Verfeinerung
Alles wird immer schneller immer besser. Der Fortschritt rast, auch wenn er nicht immer weite Sprünge macht. Zwischen den großen Innovationen bringen uns kleinere Schritte in immer kürzerer Folge ebenso voran. Getrieben vom Wettbewerb und den Erwartungen der Kunden, sind Entwickler, Konstrukteure und Designer unablässig damit beschäftigt, vermeintlich Fertiges besser zu machen.

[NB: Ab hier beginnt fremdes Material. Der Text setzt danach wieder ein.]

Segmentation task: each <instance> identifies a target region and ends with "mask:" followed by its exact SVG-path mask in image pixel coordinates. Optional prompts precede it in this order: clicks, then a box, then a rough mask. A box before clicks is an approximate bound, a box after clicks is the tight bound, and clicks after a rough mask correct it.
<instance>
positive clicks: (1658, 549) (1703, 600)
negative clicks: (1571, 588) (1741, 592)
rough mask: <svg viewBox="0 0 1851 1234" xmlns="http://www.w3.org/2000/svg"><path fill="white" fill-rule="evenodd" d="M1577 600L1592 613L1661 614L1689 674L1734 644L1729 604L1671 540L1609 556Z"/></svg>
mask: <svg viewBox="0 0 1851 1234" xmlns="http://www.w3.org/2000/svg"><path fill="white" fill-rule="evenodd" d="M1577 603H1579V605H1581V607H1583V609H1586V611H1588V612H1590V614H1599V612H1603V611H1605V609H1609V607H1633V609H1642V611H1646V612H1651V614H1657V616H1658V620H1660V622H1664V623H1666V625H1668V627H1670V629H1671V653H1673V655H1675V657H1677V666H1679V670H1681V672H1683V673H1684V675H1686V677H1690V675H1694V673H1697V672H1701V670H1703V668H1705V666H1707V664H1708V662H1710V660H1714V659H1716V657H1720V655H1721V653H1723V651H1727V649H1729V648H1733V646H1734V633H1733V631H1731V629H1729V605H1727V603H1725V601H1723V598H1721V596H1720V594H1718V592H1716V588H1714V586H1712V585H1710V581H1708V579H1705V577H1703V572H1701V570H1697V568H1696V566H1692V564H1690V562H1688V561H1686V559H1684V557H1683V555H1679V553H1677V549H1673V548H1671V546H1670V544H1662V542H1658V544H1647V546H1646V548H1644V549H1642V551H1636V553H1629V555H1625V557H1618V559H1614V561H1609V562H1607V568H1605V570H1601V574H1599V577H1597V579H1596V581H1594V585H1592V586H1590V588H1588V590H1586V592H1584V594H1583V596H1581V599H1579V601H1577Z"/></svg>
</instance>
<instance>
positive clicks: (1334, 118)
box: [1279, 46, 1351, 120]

Der große Wurf bleibt trotzdem wichtig. Wo nichts ist, kann auch nichts verbessert werden. Aber die Pflicht zur kontinuierlichen Optimierung lenkt die Aufmerksamkeit auf die Feinheiten. Sie schärft den Blick für das Detail.
Dort, im Detail, entscheidet sich, ob etwas gut ist oder besser oder exzellent. Details sind es, die in ihrem oft unbewusst wahrgenommenen Zusammenwirken den Qualitätseindruck prägen – meint Designkritiker René Spitz in seinem Fachbeitrag. So kann sich das Verhältnis sogar umkehren: Dann verschmelzen viele Verbesserungen im Detail zum großen Wurf; viele kleine Schritte ergeben einen weiten Sprung.

Die Gültigkeit seiner Thesen lässt sich überprüfen an der neuen Designlinie Siedle Basic. Sie zeigt, wie sich Fortschritt in der Verfeinerung manifestiert, wie formale Qualität sich mit Wirkung im Raum und überzeugender Funktion zu dem verbindet, was man Premium nennt.
Hintergrund
René Spitz

Einfachheit hat Konjunktur: Je komplexer die Zusammenhänge erscheinen und je dynamischer sie sich verändern, desto attraktiver wirkt das Einfache. Dem Design fällt für diese Wirkung eine besondere Rolle zu, denn was schon äußerlich als einfach wahrgenommen wird, impliziert auch einen unkomplizierten und angenehmen Umgang in der täglichen Handhabung.